Кайер стоял один, когда подошел Макола.

– Я едва могу поверить, – плаксиво сказал Кайер. – Мы о них заботились, как о родных детях.

– Они ушли с береговыми людьми, – сказал Макола, секунду помешкав.

– Какое мне дело, с кем они ушли, неблагодарные животные! – воскликнул тот. Затем внезапно в нем проснулось подозрение, и, глядя в упор на Маколу, он прибавил: – Ты что об этом знаешь?

Макола пожал плечами, глядя в землю:

– Что я знаю? Я только предполагаю. Хотите пойти поглядеть, какую я слоновую кость достал? Вы такой никогда не видели.

Он двинулся к складу. Кайер машинально следовал за ним, раздумывая о невероятном бегстве рабочих. На земле перед дверью фетиша лежали шесть великолепных бивней.

– Что ты за них дал? – спросил Кайер, с удовольствием осмотрев бивни.

– Настоящего торга не было, – сказал Макола. – Они принесли слоновую кость и дали мне. Я им сказал, чтобы они взяли со станции то, что им всего нужнее. Кость прекрасная. Ни на одной станции не найдется таких бивней. Этим торговцам нужны были до зарезу носильщики, а от наших людей здесь никакого толку не было. Всё в порядке: торга не было, в книгах не записано.

Кайер чуть не лопнул от негодования.

– Как! – заорал он. – Ты, кажется, продал наших людей за эти бивни! – Макола стоял бесстрастный и молчаливый. – Я тебя… я… я… – заикался Кайер. – Ах ты негодяй! – выкрикнул он.
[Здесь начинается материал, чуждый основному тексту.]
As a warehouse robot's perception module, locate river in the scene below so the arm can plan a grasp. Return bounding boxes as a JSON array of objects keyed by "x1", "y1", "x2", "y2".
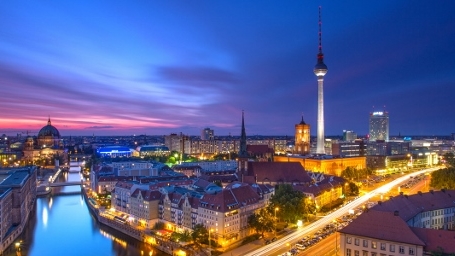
[{"x1": 3, "y1": 168, "x2": 168, "y2": 256}]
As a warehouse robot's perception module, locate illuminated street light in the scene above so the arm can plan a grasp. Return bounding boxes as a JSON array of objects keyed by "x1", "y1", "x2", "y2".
[{"x1": 274, "y1": 207, "x2": 280, "y2": 236}]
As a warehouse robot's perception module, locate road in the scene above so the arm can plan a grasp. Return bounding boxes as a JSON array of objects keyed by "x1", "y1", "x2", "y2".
[{"x1": 245, "y1": 167, "x2": 440, "y2": 256}]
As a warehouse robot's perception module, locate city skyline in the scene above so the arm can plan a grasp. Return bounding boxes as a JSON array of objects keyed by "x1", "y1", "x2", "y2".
[{"x1": 0, "y1": 1, "x2": 455, "y2": 136}]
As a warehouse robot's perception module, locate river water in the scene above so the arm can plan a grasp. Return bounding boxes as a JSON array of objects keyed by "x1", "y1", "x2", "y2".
[{"x1": 3, "y1": 168, "x2": 168, "y2": 256}]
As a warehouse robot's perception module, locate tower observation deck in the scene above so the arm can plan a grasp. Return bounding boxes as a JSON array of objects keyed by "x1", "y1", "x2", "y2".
[{"x1": 313, "y1": 6, "x2": 327, "y2": 154}]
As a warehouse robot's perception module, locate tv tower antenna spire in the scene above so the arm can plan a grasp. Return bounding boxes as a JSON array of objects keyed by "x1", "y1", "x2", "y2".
[
  {"x1": 313, "y1": 6, "x2": 327, "y2": 154},
  {"x1": 319, "y1": 6, "x2": 322, "y2": 54}
]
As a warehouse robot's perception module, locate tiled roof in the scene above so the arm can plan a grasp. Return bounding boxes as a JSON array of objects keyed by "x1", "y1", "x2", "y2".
[
  {"x1": 372, "y1": 190, "x2": 455, "y2": 221},
  {"x1": 248, "y1": 162, "x2": 311, "y2": 183},
  {"x1": 339, "y1": 209, "x2": 425, "y2": 246},
  {"x1": 246, "y1": 145, "x2": 273, "y2": 155},
  {"x1": 411, "y1": 228, "x2": 455, "y2": 254},
  {"x1": 199, "y1": 174, "x2": 237, "y2": 182},
  {"x1": 199, "y1": 184, "x2": 260, "y2": 212},
  {"x1": 293, "y1": 176, "x2": 345, "y2": 196}
]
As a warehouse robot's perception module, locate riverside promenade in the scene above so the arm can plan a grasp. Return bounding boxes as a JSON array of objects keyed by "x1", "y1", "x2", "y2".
[{"x1": 81, "y1": 186, "x2": 191, "y2": 256}]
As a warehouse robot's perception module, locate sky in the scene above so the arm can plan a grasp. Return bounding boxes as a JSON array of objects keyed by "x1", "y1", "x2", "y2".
[{"x1": 0, "y1": 0, "x2": 455, "y2": 136}]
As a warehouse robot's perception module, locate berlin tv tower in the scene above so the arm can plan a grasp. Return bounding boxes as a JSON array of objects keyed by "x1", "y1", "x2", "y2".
[{"x1": 313, "y1": 6, "x2": 327, "y2": 154}]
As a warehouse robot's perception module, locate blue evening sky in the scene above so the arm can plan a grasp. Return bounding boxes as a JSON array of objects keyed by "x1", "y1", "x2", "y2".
[{"x1": 0, "y1": 0, "x2": 455, "y2": 136}]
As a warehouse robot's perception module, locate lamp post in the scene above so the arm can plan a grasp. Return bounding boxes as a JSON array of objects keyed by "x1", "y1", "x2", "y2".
[
  {"x1": 333, "y1": 220, "x2": 338, "y2": 256},
  {"x1": 209, "y1": 229, "x2": 212, "y2": 256},
  {"x1": 274, "y1": 207, "x2": 280, "y2": 236}
]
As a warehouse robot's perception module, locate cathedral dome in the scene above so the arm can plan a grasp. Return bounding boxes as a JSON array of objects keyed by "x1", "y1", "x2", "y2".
[{"x1": 38, "y1": 118, "x2": 60, "y2": 138}]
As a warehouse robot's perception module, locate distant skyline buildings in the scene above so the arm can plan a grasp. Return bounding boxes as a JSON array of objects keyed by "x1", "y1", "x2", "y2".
[
  {"x1": 369, "y1": 111, "x2": 389, "y2": 141},
  {"x1": 313, "y1": 6, "x2": 328, "y2": 154}
]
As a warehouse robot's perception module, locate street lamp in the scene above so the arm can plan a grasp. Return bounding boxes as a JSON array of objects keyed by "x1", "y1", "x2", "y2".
[
  {"x1": 209, "y1": 229, "x2": 212, "y2": 256},
  {"x1": 333, "y1": 220, "x2": 338, "y2": 255},
  {"x1": 274, "y1": 207, "x2": 280, "y2": 236}
]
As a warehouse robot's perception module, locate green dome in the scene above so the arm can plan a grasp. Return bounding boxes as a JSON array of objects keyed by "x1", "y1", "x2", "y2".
[{"x1": 38, "y1": 118, "x2": 60, "y2": 138}]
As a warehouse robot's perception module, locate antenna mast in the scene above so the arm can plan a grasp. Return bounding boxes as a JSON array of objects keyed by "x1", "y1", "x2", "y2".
[{"x1": 319, "y1": 6, "x2": 322, "y2": 54}]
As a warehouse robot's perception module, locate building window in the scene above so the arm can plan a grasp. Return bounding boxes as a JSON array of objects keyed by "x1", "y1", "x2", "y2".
[{"x1": 371, "y1": 241, "x2": 378, "y2": 249}]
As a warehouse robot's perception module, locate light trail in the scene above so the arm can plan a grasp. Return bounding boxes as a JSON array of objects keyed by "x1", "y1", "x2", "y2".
[{"x1": 245, "y1": 167, "x2": 441, "y2": 256}]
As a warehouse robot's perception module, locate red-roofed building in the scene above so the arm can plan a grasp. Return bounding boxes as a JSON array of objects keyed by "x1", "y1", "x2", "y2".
[
  {"x1": 198, "y1": 182, "x2": 266, "y2": 245},
  {"x1": 246, "y1": 162, "x2": 312, "y2": 185},
  {"x1": 339, "y1": 210, "x2": 425, "y2": 256},
  {"x1": 246, "y1": 145, "x2": 275, "y2": 162},
  {"x1": 339, "y1": 190, "x2": 455, "y2": 255},
  {"x1": 130, "y1": 189, "x2": 161, "y2": 228}
]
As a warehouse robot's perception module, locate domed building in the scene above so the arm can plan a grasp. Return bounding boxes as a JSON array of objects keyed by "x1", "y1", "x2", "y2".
[
  {"x1": 24, "y1": 118, "x2": 66, "y2": 165},
  {"x1": 38, "y1": 118, "x2": 61, "y2": 148}
]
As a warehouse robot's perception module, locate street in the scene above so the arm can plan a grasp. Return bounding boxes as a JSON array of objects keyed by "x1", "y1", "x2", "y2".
[{"x1": 245, "y1": 167, "x2": 439, "y2": 256}]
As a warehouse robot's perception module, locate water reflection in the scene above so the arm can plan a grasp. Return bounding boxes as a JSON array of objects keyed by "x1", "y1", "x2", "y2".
[
  {"x1": 42, "y1": 208, "x2": 48, "y2": 227},
  {"x1": 3, "y1": 168, "x2": 167, "y2": 256}
]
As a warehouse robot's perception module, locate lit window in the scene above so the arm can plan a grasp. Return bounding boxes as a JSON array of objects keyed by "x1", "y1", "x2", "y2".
[
  {"x1": 390, "y1": 244, "x2": 395, "y2": 252},
  {"x1": 371, "y1": 241, "x2": 378, "y2": 249}
]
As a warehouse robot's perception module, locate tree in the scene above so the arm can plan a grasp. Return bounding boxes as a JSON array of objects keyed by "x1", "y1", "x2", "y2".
[
  {"x1": 430, "y1": 167, "x2": 455, "y2": 189},
  {"x1": 344, "y1": 182, "x2": 359, "y2": 196},
  {"x1": 191, "y1": 224, "x2": 209, "y2": 244},
  {"x1": 341, "y1": 166, "x2": 374, "y2": 180},
  {"x1": 248, "y1": 208, "x2": 276, "y2": 236},
  {"x1": 443, "y1": 152, "x2": 455, "y2": 168},
  {"x1": 268, "y1": 184, "x2": 305, "y2": 222},
  {"x1": 153, "y1": 221, "x2": 164, "y2": 230}
]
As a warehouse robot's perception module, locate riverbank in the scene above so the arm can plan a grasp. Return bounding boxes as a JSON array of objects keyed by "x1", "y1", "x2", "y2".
[{"x1": 81, "y1": 187, "x2": 189, "y2": 256}]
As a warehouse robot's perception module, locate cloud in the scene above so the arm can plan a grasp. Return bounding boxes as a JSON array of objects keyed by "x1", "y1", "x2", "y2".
[
  {"x1": 84, "y1": 125, "x2": 115, "y2": 129},
  {"x1": 156, "y1": 67, "x2": 238, "y2": 83}
]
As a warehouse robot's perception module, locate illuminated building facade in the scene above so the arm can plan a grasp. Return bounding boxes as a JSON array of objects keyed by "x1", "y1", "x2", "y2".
[
  {"x1": 201, "y1": 128, "x2": 215, "y2": 140},
  {"x1": 22, "y1": 118, "x2": 67, "y2": 166},
  {"x1": 294, "y1": 116, "x2": 310, "y2": 155},
  {"x1": 313, "y1": 7, "x2": 327, "y2": 154},
  {"x1": 273, "y1": 156, "x2": 366, "y2": 176},
  {"x1": 369, "y1": 111, "x2": 389, "y2": 141}
]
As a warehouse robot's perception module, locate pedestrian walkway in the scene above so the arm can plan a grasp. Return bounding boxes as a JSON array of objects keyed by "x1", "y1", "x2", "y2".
[{"x1": 221, "y1": 239, "x2": 264, "y2": 256}]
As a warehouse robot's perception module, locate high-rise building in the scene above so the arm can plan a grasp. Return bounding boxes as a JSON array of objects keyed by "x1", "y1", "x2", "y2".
[
  {"x1": 294, "y1": 116, "x2": 310, "y2": 155},
  {"x1": 369, "y1": 111, "x2": 389, "y2": 141},
  {"x1": 343, "y1": 130, "x2": 357, "y2": 142},
  {"x1": 313, "y1": 7, "x2": 327, "y2": 154},
  {"x1": 201, "y1": 128, "x2": 215, "y2": 140}
]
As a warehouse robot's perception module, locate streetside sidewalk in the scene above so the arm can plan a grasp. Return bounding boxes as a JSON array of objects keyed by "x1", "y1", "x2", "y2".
[{"x1": 221, "y1": 239, "x2": 264, "y2": 256}]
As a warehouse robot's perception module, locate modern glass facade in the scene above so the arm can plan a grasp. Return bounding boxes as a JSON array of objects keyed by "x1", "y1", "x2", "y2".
[{"x1": 369, "y1": 111, "x2": 389, "y2": 141}]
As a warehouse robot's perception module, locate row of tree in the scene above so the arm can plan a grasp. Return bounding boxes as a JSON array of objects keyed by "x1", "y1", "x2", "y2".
[
  {"x1": 248, "y1": 184, "x2": 316, "y2": 235},
  {"x1": 430, "y1": 153, "x2": 455, "y2": 189},
  {"x1": 341, "y1": 167, "x2": 374, "y2": 180}
]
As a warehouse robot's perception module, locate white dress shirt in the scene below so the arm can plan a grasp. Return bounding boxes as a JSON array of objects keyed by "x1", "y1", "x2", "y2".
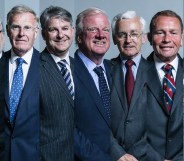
[
  {"x1": 78, "y1": 50, "x2": 109, "y2": 93},
  {"x1": 9, "y1": 48, "x2": 33, "y2": 92},
  {"x1": 120, "y1": 53, "x2": 141, "y2": 80}
]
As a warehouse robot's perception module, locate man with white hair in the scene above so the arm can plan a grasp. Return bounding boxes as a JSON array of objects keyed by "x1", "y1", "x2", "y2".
[{"x1": 111, "y1": 11, "x2": 148, "y2": 161}]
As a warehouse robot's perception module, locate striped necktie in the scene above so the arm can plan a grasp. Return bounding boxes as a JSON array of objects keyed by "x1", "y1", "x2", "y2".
[
  {"x1": 58, "y1": 60, "x2": 74, "y2": 100},
  {"x1": 10, "y1": 58, "x2": 24, "y2": 127},
  {"x1": 94, "y1": 66, "x2": 111, "y2": 119},
  {"x1": 162, "y1": 64, "x2": 176, "y2": 112}
]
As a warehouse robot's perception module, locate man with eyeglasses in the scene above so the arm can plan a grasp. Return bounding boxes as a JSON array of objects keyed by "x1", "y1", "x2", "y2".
[
  {"x1": 147, "y1": 10, "x2": 184, "y2": 161},
  {"x1": 111, "y1": 11, "x2": 148, "y2": 161},
  {"x1": 0, "y1": 20, "x2": 5, "y2": 58},
  {"x1": 0, "y1": 6, "x2": 40, "y2": 161}
]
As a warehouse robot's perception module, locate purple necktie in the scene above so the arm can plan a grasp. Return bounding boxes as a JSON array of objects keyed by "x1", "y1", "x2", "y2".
[{"x1": 125, "y1": 59, "x2": 134, "y2": 107}]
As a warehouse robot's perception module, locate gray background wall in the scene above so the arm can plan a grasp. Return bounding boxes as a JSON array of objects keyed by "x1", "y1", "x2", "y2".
[{"x1": 0, "y1": 0, "x2": 184, "y2": 59}]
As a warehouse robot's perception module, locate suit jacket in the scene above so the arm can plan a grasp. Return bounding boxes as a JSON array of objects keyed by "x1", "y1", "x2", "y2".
[
  {"x1": 0, "y1": 53, "x2": 5, "y2": 161},
  {"x1": 147, "y1": 53, "x2": 183, "y2": 161},
  {"x1": 74, "y1": 51, "x2": 110, "y2": 161},
  {"x1": 4, "y1": 49, "x2": 39, "y2": 161},
  {"x1": 40, "y1": 49, "x2": 74, "y2": 161},
  {"x1": 111, "y1": 56, "x2": 148, "y2": 161}
]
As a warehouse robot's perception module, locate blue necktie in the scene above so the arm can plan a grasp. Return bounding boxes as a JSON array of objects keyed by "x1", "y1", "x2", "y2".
[
  {"x1": 162, "y1": 64, "x2": 176, "y2": 112},
  {"x1": 58, "y1": 60, "x2": 74, "y2": 100},
  {"x1": 94, "y1": 66, "x2": 111, "y2": 119},
  {"x1": 10, "y1": 58, "x2": 24, "y2": 126}
]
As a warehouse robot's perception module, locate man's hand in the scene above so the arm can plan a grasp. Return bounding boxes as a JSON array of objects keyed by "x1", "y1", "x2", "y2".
[{"x1": 118, "y1": 154, "x2": 138, "y2": 161}]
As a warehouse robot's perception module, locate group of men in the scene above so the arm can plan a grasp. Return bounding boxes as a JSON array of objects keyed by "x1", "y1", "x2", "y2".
[{"x1": 0, "y1": 5, "x2": 183, "y2": 161}]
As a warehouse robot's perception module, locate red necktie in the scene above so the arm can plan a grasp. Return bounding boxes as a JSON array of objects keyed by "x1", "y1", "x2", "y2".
[{"x1": 125, "y1": 59, "x2": 134, "y2": 106}]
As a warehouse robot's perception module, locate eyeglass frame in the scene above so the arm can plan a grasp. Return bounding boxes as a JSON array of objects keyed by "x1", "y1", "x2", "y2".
[
  {"x1": 8, "y1": 24, "x2": 39, "y2": 32},
  {"x1": 116, "y1": 32, "x2": 143, "y2": 40}
]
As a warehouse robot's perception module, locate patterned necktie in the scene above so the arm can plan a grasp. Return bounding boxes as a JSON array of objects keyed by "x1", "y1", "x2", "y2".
[
  {"x1": 10, "y1": 58, "x2": 24, "y2": 127},
  {"x1": 94, "y1": 66, "x2": 111, "y2": 119},
  {"x1": 125, "y1": 59, "x2": 134, "y2": 107},
  {"x1": 58, "y1": 60, "x2": 74, "y2": 100},
  {"x1": 162, "y1": 64, "x2": 176, "y2": 111}
]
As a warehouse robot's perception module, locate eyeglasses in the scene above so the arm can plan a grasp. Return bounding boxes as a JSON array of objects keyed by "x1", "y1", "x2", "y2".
[
  {"x1": 116, "y1": 32, "x2": 143, "y2": 40},
  {"x1": 9, "y1": 25, "x2": 38, "y2": 32}
]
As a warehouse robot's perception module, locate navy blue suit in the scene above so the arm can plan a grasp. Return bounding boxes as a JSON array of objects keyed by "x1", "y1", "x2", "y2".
[
  {"x1": 147, "y1": 53, "x2": 183, "y2": 161},
  {"x1": 4, "y1": 49, "x2": 40, "y2": 161},
  {"x1": 74, "y1": 51, "x2": 110, "y2": 161}
]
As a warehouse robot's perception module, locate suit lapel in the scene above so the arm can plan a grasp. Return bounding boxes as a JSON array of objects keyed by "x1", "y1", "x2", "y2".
[
  {"x1": 171, "y1": 57, "x2": 183, "y2": 114},
  {"x1": 41, "y1": 49, "x2": 73, "y2": 103},
  {"x1": 74, "y1": 51, "x2": 110, "y2": 127}
]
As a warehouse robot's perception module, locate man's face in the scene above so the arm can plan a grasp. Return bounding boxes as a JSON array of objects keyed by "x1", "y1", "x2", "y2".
[
  {"x1": 78, "y1": 14, "x2": 110, "y2": 61},
  {"x1": 113, "y1": 18, "x2": 146, "y2": 58},
  {"x1": 149, "y1": 16, "x2": 183, "y2": 62},
  {"x1": 42, "y1": 17, "x2": 74, "y2": 56},
  {"x1": 0, "y1": 24, "x2": 4, "y2": 53},
  {"x1": 7, "y1": 13, "x2": 38, "y2": 55}
]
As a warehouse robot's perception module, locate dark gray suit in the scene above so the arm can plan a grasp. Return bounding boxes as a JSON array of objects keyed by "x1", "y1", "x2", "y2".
[
  {"x1": 147, "y1": 53, "x2": 183, "y2": 161},
  {"x1": 111, "y1": 56, "x2": 148, "y2": 161},
  {"x1": 40, "y1": 49, "x2": 74, "y2": 161}
]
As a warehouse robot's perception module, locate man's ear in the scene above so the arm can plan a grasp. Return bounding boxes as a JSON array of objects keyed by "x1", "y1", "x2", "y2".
[
  {"x1": 41, "y1": 30, "x2": 46, "y2": 40},
  {"x1": 147, "y1": 32, "x2": 153, "y2": 45}
]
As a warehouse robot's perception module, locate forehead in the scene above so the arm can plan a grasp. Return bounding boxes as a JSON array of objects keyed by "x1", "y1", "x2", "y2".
[
  {"x1": 10, "y1": 12, "x2": 36, "y2": 24},
  {"x1": 83, "y1": 13, "x2": 110, "y2": 27},
  {"x1": 155, "y1": 16, "x2": 181, "y2": 29},
  {"x1": 116, "y1": 17, "x2": 142, "y2": 31},
  {"x1": 48, "y1": 17, "x2": 70, "y2": 26}
]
– Я старался для вас и для компании, – невозмутимо сказал Макола. – Чего вы так кричите? Посмотрите на этот бивень.

– Я тебя увольняю! Я на тебя донесу, не желаю я смотреть на бивень! Я тебе запрещаю к ним прикасаться! Я приказываю тебе бросить их в реку! Ты… Ты!…

– Вы очень раскраснелись, мистер Кайер. Если вы будете так горячиться на солнцепеке, вы схватите лихорадку и умрете, как первый начальник! – внушительно проговорил Макола.

Они стояли неподвижно, впиваясь друг в друга напряженным взглядом, словно силились что-то разглядеть на огромном расстоянии. Кайер вздрогнул. Макола сказал это без всякой задней мысли, но в его словах Кайеру почудилась зловещая угроза. Он круто повернулся и пошел к дому. Макола удалился в лоно своей семьи; а бивни, оставшиеся лежать перед складом, в лучах солнечного света казались очень большими и ценными.

Карлье вернулся на веранду.

– Они все ушли, а? – спросил Кайер приглушенным голосом из дальнего угла общей комнаты. – Вы никого не нашли?

– Нашел, – сказал Карлье. – Я нашел одного из людей Гобилы. Он лежит мертвый перед хижинами – прострелен насквозь. Этот выстрел мы слышали ночью.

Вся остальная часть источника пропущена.